Reporting a Vulnerability

If you discover a security vulnerability in debian-bootc, please report it privately.

  • Email: guillou.gabriel@gmail.com (PGP key available on request)
  • GitHub Private Vulnerability Reporting: Use GitHub Security Advisories

Please do not open public issues for security vulnerabilities.

Supported Versions

Version Supported
latest
< latest

Only the latest published image is actively maintained with security updates. Users are expected to pull the latest image or rebuild from the latest source.

The current target base is Debian 13 Trixie.

Response Timeline

  • Acknowledgement: Within 48 hours of receiving a report.
  • Initial Assessment: Within 5 business days.
  • Patch and Disclosure: Coordinated with the reporter. We aim to release a fix within 30 days of acceptance, or sooner for critical issues.

Disclosure Process

  1. Reporter submits vulnerability privately.
  2. Maintainers confirm receipt and begin assessment.
  3. If accepted, a fix is developed in a private branch.
  4. A GitHub Security Advisory is drafted.
  5. The fix is merged, a new image is built, and the advisory is published simultaneously.

Known Risks

Default Root Password

The kickstart installer sets a temporary default root password BootcDebug@0 as a deliberate fallback. This password is intended to be replaced by the firstboot-user-setup wizard on the first successful boot. Leaving this password unchanged beyond first boot is a known security risk. See the README for details.

Secure Boot MOK Enrollment

The grub-efi-amd64-signed package queues MOK enrollment automatically on package install. On first boot after installation, the user must manually confirm enrollment in the MokManager screen. If enrollment is skipped, Secure Boot remains partially disabled for GRUB.

The signing certificate is shipped at /usr/share/debian-bootc/sb_signing.crt. The private key (SB_SIGNING_KEY) used to sign GRUB must be kept secure. If compromised, an attacker could sign malicious EFI binaries that pass Secure Boot verification.

Container Image Signing

The OCI container image is signed with cosign via keyless Sigstore signing using the GitHub Actions OIDC identity. The signature is stored in the same GHCR namespace as the image.
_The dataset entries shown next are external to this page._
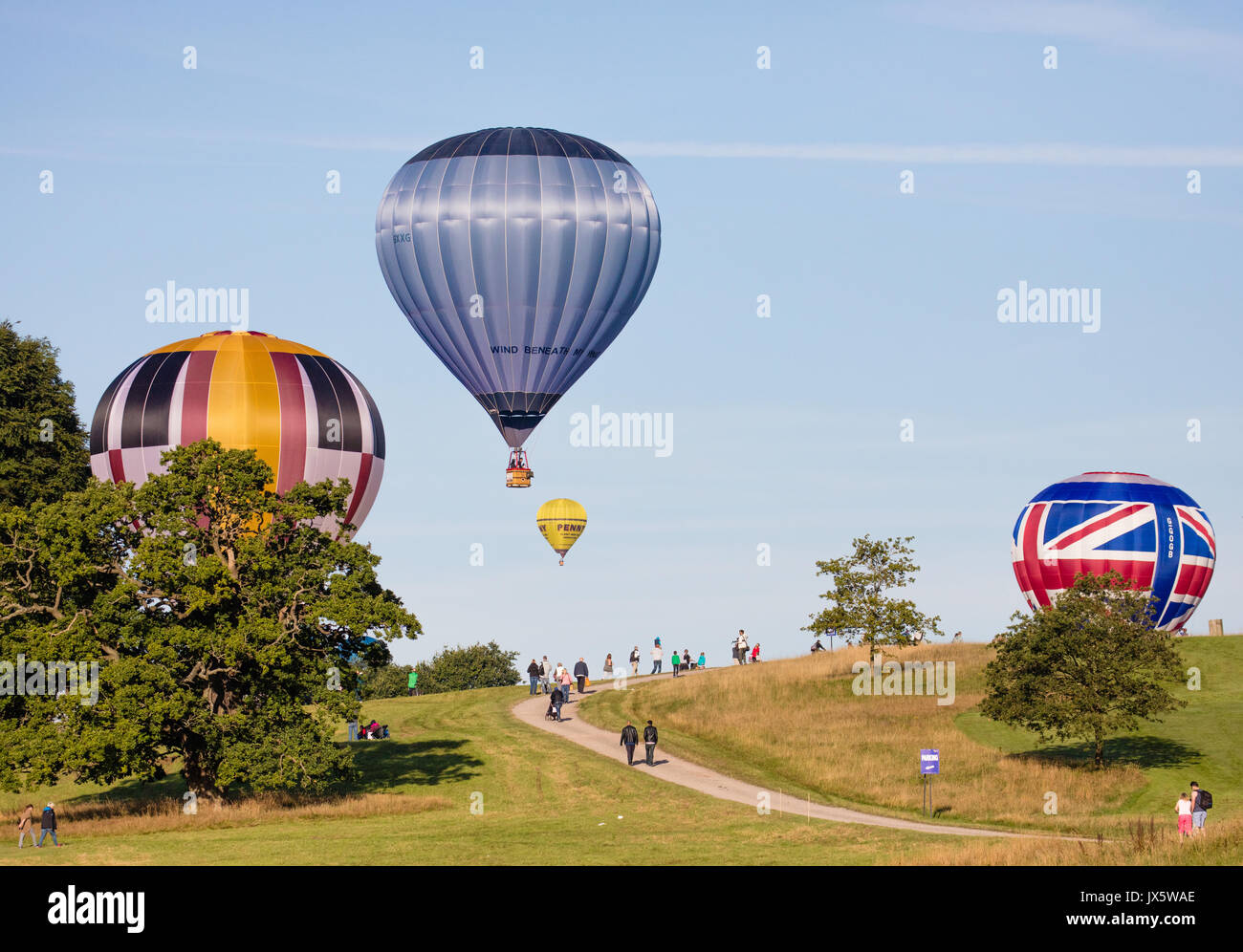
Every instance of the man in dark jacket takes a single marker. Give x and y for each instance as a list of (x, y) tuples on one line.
[(556, 699), (629, 739), (649, 742), (48, 826)]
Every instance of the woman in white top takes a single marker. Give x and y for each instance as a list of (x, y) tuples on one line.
[(1184, 808)]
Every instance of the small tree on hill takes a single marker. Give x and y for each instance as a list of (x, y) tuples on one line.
[(463, 669), (1089, 665), (861, 609), (385, 682)]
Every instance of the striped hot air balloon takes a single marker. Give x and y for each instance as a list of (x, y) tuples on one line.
[(560, 522), (305, 414), (1150, 532)]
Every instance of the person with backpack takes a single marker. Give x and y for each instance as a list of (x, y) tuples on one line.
[(629, 739), (557, 699), (649, 742), (1201, 802), (48, 826)]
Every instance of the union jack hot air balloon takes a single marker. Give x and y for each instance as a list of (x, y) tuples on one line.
[(305, 414), (1150, 532)]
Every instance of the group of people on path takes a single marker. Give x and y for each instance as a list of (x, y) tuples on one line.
[(630, 740), (742, 653), (680, 661), (46, 826), (557, 682)]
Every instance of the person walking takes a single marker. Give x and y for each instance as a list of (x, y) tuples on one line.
[(48, 824), (629, 739), (649, 742), (557, 699), (26, 824), (1182, 806), (1201, 802)]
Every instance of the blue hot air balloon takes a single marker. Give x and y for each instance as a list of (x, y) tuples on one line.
[(517, 255)]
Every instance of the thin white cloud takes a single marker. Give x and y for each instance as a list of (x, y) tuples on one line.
[(968, 154), (1107, 24)]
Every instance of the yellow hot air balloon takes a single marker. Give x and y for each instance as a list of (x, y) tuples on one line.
[(562, 522)]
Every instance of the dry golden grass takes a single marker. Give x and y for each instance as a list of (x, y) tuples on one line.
[(115, 818), (1140, 843), (798, 721)]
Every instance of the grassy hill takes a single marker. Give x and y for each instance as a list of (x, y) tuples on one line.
[(796, 726), (792, 726), (545, 802)]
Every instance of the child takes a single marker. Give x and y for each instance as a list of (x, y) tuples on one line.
[(1184, 808)]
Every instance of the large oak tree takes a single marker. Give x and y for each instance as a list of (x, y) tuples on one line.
[(223, 621)]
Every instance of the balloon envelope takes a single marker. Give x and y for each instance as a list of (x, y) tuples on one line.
[(305, 414), (1152, 533), (517, 255), (560, 522)]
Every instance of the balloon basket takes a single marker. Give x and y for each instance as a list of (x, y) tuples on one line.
[(518, 475), (518, 479)]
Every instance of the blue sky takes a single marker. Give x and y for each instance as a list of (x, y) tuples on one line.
[(779, 182)]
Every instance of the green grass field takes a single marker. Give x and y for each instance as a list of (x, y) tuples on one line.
[(1200, 742), (1148, 768), (545, 802)]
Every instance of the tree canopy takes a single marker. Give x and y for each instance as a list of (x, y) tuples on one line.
[(861, 611), (463, 669), (44, 450), (1086, 666), (222, 619)]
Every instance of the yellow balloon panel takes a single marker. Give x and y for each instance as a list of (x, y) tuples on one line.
[(560, 522)]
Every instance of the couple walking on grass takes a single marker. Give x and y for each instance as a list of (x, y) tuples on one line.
[(630, 740), (1193, 811)]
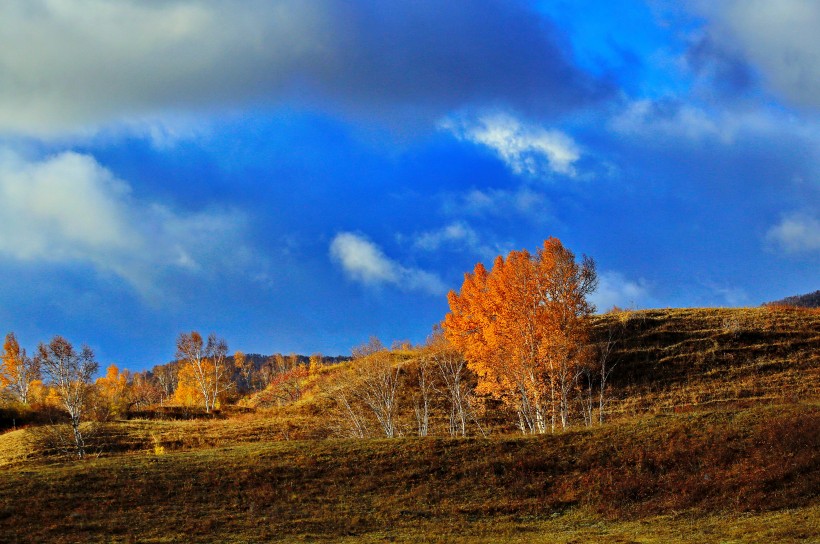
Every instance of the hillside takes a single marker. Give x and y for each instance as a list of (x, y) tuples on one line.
[(712, 434), (809, 300)]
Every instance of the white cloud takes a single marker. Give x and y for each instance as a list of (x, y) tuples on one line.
[(500, 202), (654, 118), (458, 235), (364, 262), (73, 67), (526, 148), (615, 290), (69, 208), (780, 38), (796, 233)]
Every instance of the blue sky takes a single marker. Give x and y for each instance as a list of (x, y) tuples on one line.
[(297, 176)]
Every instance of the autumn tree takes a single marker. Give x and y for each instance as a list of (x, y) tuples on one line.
[(524, 329), (167, 378), (246, 369), (18, 371), (452, 373), (315, 363), (206, 364), (371, 386), (70, 373), (113, 392)]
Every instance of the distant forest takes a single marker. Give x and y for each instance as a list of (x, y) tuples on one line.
[(809, 300)]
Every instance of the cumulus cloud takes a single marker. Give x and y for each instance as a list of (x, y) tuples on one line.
[(74, 66), (796, 233), (616, 290), (526, 148), (364, 262), (68, 208), (779, 38)]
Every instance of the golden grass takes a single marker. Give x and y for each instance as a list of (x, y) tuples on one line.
[(714, 437), (651, 479)]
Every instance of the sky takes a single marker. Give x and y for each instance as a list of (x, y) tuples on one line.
[(298, 176)]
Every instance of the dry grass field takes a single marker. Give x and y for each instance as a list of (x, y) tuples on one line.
[(713, 436)]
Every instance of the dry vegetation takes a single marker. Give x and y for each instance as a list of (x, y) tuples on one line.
[(712, 435)]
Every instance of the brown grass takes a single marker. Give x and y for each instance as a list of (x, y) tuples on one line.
[(714, 438), (753, 461)]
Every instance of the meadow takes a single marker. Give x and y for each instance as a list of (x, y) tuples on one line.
[(711, 435)]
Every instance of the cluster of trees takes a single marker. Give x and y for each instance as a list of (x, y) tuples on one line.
[(517, 335), (524, 327), (61, 376), (375, 390)]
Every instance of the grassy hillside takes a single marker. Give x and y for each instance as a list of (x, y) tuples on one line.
[(713, 435), (680, 359), (758, 461)]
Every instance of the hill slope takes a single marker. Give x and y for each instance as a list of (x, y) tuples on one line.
[(714, 435), (760, 460)]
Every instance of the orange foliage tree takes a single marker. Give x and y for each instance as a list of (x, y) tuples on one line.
[(18, 371), (524, 328), (113, 391), (205, 365)]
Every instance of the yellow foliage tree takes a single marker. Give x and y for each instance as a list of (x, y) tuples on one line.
[(524, 328), (207, 364), (18, 371), (113, 392)]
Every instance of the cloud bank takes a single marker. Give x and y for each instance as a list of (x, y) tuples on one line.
[(77, 66), (779, 38), (796, 233), (526, 149), (364, 262), (67, 208)]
Verify a pulled image before trusting it:

cosign verify ghcr.io/DaemonCores/debian-bootc:latest \
  --certificate-identity-regexp \
    "https://github.com/DaemonCores/DaemonCores-CI/.github/workflows/bootc-build.yml@refs/heads/main" \
  --certificate-oidc-issuer \
    "https://token.actions.githubusercontent.com"

Always verify the image signature before deployment, especially in air-gapped or security-sensitive environments.